Dall’Anese gibt Vorsitz der Kommission gegen Straffreiheit ab

von Luis Ovalle und Markus Plate

(San José, 04. Juni 2013, cerigua/voces nuestras).- Wie am 28. Mai bekannt wurde, wird Francisco Dall’Anese, Leiter der Internationalen Kommission gegen Straflosigkeit in Guatemala (CICIG), seinen im September auslaufenden Vertrag unter Berufung auf persönliche Gründe nicht verlängern. In den letzten Monaten ist alllerdings sowohl seitens der Regierung Guatemalas, wie auch aus Kreisen der UNO Kritik an Dall’Anese laut geworden.

Guatemalas Außenminister Fernando Carrera erklärte, eine guatemaltekische Delegation habe im April am Sitz der Vereinten Nationen in New York Kritik an Wortmeldungen des Kommissars im Rahmen des Prozesses gegen Ex-Juntachef Efraín Rios Montt geäussert, auch wenn es sich dabei um keine formelle Beschwerde gehandelt habe. Dall’Anese hatte im April mehrere ehemalige hochrangige Regierungsbeamte scharf kritisiert, weil diese in bezahlten ganzseitigen Zeitungsanzeigen vor einer Verurteilung Ríos Montts wegen Völkermord gewarnt hatten.

Zwischen allen Stühlen

Dall’Anese hatte wohl nicht nur zum Missfallen der guatemaltekischen Regierung hinzugefügt, die Unterzeichner hätten das Vertrauen der internationalen Gemeinschaft verloren. Am 10. Mai war Ríos Montt zu 80 Jahren Haft wegen Völkermordes und Verbrechen gegen die Menschlichkeit verurteilt worden, das Urteil wurde jedoch zehn Tage später vom Verfassungsgericht kassiert. Bereits im Vorfeld war berichtet worden, dass die Richter*innen unter dem massiven Druck durch den Unternehmerverband CACIF und rechte Politker*innen standen, das Urteil gegen Rios Montt aufzuheben. Nach Dall’Aneses Äusserungen war der Kontakt zu Guatemalas Präsident Otto Pérez Molina abgebrochen.

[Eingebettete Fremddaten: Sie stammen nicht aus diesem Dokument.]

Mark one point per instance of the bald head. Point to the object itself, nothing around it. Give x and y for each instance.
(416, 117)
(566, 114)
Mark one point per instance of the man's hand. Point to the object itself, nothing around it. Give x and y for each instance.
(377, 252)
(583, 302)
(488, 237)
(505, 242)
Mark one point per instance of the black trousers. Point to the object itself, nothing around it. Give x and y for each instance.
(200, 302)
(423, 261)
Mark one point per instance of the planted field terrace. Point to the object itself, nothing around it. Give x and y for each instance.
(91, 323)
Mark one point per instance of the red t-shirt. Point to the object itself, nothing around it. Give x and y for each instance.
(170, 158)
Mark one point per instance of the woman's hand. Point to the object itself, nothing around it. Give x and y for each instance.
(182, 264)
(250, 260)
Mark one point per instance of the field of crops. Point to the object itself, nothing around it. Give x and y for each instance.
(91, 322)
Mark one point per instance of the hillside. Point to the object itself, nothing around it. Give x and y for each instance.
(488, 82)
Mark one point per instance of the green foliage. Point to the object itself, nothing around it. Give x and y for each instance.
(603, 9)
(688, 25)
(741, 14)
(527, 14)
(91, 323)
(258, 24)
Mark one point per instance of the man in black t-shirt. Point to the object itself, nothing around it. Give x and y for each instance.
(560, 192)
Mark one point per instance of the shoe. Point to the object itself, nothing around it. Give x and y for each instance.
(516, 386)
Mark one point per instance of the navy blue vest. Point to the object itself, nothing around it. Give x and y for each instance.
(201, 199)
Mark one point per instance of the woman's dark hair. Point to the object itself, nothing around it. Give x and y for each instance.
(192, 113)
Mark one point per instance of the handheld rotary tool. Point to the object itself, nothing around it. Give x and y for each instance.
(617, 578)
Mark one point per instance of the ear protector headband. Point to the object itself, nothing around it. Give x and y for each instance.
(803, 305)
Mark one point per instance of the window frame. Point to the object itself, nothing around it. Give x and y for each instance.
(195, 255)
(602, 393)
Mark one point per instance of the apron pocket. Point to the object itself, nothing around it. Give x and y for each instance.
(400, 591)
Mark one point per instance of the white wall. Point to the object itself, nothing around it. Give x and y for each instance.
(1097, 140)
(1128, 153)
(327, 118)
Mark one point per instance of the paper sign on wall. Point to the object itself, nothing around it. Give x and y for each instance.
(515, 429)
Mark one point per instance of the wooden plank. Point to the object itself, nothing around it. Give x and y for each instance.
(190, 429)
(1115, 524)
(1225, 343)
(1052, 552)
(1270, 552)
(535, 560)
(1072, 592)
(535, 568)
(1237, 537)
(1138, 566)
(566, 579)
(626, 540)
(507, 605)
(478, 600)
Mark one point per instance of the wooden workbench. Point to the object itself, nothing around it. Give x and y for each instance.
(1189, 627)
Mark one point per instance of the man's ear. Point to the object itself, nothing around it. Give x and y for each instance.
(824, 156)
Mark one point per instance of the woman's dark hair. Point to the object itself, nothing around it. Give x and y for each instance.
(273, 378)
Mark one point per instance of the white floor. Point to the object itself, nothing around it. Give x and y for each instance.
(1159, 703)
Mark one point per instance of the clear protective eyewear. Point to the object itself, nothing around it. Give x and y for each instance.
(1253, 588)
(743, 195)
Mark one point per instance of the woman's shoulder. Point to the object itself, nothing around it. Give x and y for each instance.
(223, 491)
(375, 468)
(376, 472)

Diego Alvarez, Pressechef der CICIG Pressestelle, stellte klar, dass Dall’Anese keineswegs seinen Rücktritt eingereicht, sondern gegenüber der UNO seinen Wunsch erklärt habe, seinen im September auslaufenden Vertrag aus persönlichen Gründen nicht zu verlängern. Dagegen hatte Zeitschrift Contrapoder unter Berufung auf der CICIG und der Regierung nahestehenden Quellen berichtet, dass die guatemaltekische Regierung sogar die Möglichkeit diskutiert habe, Dall’Anese zur persona non grata zu erklären und somit vorzeitig aus dem Amt zu jagen. In UNO-Kreisen soll vor allem die Kommunikationspolitik Dall’Aneses kritisiert worden sein, die zu Verschlechterung der Kontakte zur guatemaltekischen Regierung geführt hätten.

Wenig Substanzielles geleistet

Im Radioprogramm “A Primera Hora” der Vereinten Nationen in Guatemala äusserte Carmen Aída Ibarra von der Bewegung Pro Justicia (Pro Gerechtigkeit) die Hoffnung, dass sich der neue oder die neue KommisarIn verstärkt auf die Erfüllung des Mandats der CICIG konzentrieren möge. Dall’Anese hingegen habe wenig Substanzielles im Kampf gegen die Straflosigkeit in Guatemala geleistet, sondern habe stattdessen “sein Buch geschrieben, gutes Geld kassiert und Englisch studiert”, fügte Ibarra hinzu.

Auch Jorge Santos, Direktor des Internationalen Zentrums für Menschenrechte, vertritt die Meinung, dass die CICIG unter ihrem costa-ricanischen Präsidenten mehr Schatten als Licht habe. Dass Dall’Anese den Aufruf der zwölf „Intellektuellen“ kritisierte, hält Santos zwar für richtig, aber kritisiert den CICIG-Präsidenten dafür, in der Vergangenheit nicht viel öfter an die Öffentlichkeit gegangen zu sein, um Skandale und nach internationalen Standards mangelhafte Ermittlungen und Gerichtsverfahren anzuprangern. Francisco Dall’Anese ist seit dem 1. August 2010 im Amt und folgte dem Spanier Carlos Castresana, der seit Amt zuvor mit dem Verweis auf Komplottabsichten gegen ihn und das CICIG Personal niedergelegt hatte.